Who knew that in 1907 Sylvia Pankhurst painted excellent watercolours of women at work? Some of them were recently on display in Scarborough and have now been bought by the Tate. The pictures were published in the London Magazine and Votes for Women. However, in 1912 Sylvia gave up painting in order to dedicate herself fully to the women’s suffrage cause and the pictures were kept by the family – until now. This is a detail from On a Pot Bank Finishing Off the Edges of the Unbaked Plates on a Whirler.
18 January 2019

Poppies by Mary Fedden is available as a Limited Edition print here. If – if – Brexit doesn’t happen, we are going to buy this to hang in the shop as an ecstatic celebration of the future and a way of in some small way making up for the hell of the last two and half years.
17 January 2019
A rather wonderful but fairly unknown Vanessa Bell. There are no actual flowers but looking at this is certainly as calming as a cup of tea or a walk or a good novel.
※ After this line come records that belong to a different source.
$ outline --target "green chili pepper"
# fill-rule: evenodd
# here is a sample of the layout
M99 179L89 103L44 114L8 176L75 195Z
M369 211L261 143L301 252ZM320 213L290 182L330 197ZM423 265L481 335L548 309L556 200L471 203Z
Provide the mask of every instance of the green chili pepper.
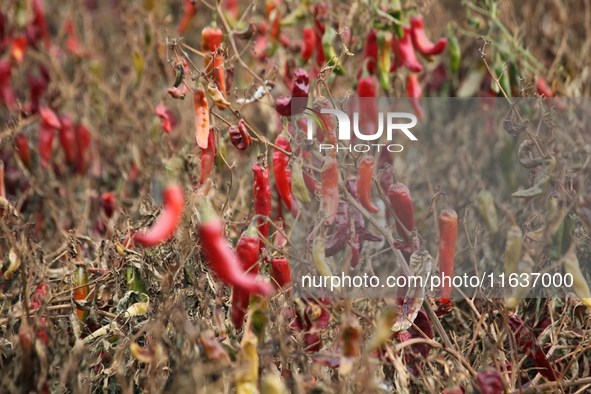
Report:
M399 38L404 37L404 28L402 26L402 6L400 5L400 0L391 0L386 6L386 13L400 22L393 23L392 28L394 33L396 33Z
M552 179L554 168L556 168L556 158L552 155L544 157L544 160L542 161L542 171L536 178L534 185L529 189L515 192L511 196L515 198L530 198L539 196L550 184L550 179Z
M337 31L332 26L327 25L324 35L322 36L322 50L324 51L324 57L328 61L329 67L336 66L334 72L337 75L345 75L345 70L339 64L337 64L339 57L332 46L336 39Z
M515 167L513 164L513 148L515 147L515 138L507 136L504 139L503 146L500 152L501 171L509 191L513 192L517 185L515 179Z
M511 226L507 233L507 243L505 244L505 274L507 276L517 272L521 249L523 247L523 232L517 225Z
M452 74L455 74L460 70L460 61L462 60L460 42L456 36L450 35L447 37L447 43L449 45L449 69Z
M304 180L303 164L304 160L301 157L295 159L291 164L291 192L300 202L307 204L311 200Z
M579 259L577 258L577 246L575 242L572 242L568 251L564 255L564 272L572 275L573 285L572 289L583 301L585 305L591 307L591 291L589 285L585 281L585 276L581 272L581 266L579 265Z
M499 78L499 84L497 85L496 82L492 82L493 86L493 91L496 93L501 93L501 90L499 89L499 85L501 85L501 88L503 88L503 91L507 94L508 97L511 97L511 81L509 80L509 74L507 73L507 71L504 71L504 66L503 64L498 65L497 67L495 67L495 74L497 76L501 75L501 78Z
M573 232L575 231L575 222L572 215L566 215L564 218L564 229L562 231L561 252L565 254L573 241Z
M496 234L499 231L499 219L497 216L497 208L495 207L495 199L491 192L482 190L478 193L478 211L486 222L491 233Z
M378 76L380 86L385 91L390 86L390 65L392 63L392 32L380 30L377 33L378 39Z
Although, truth to tell, some of us are beginning to wonder if this Brexit agony will ever end, the politicians are immovably stubborn and maybe the only thing to do is ignore them. But this is so hard to achieve. Even this picture was probably painted in France.
16 January 2019

At the beginning of this fraught week we said the Post would be devoted to soothing flower paintings. But actually a kipper is just as soothing. And there are some flowers. This is by Mary Potter (1900-81).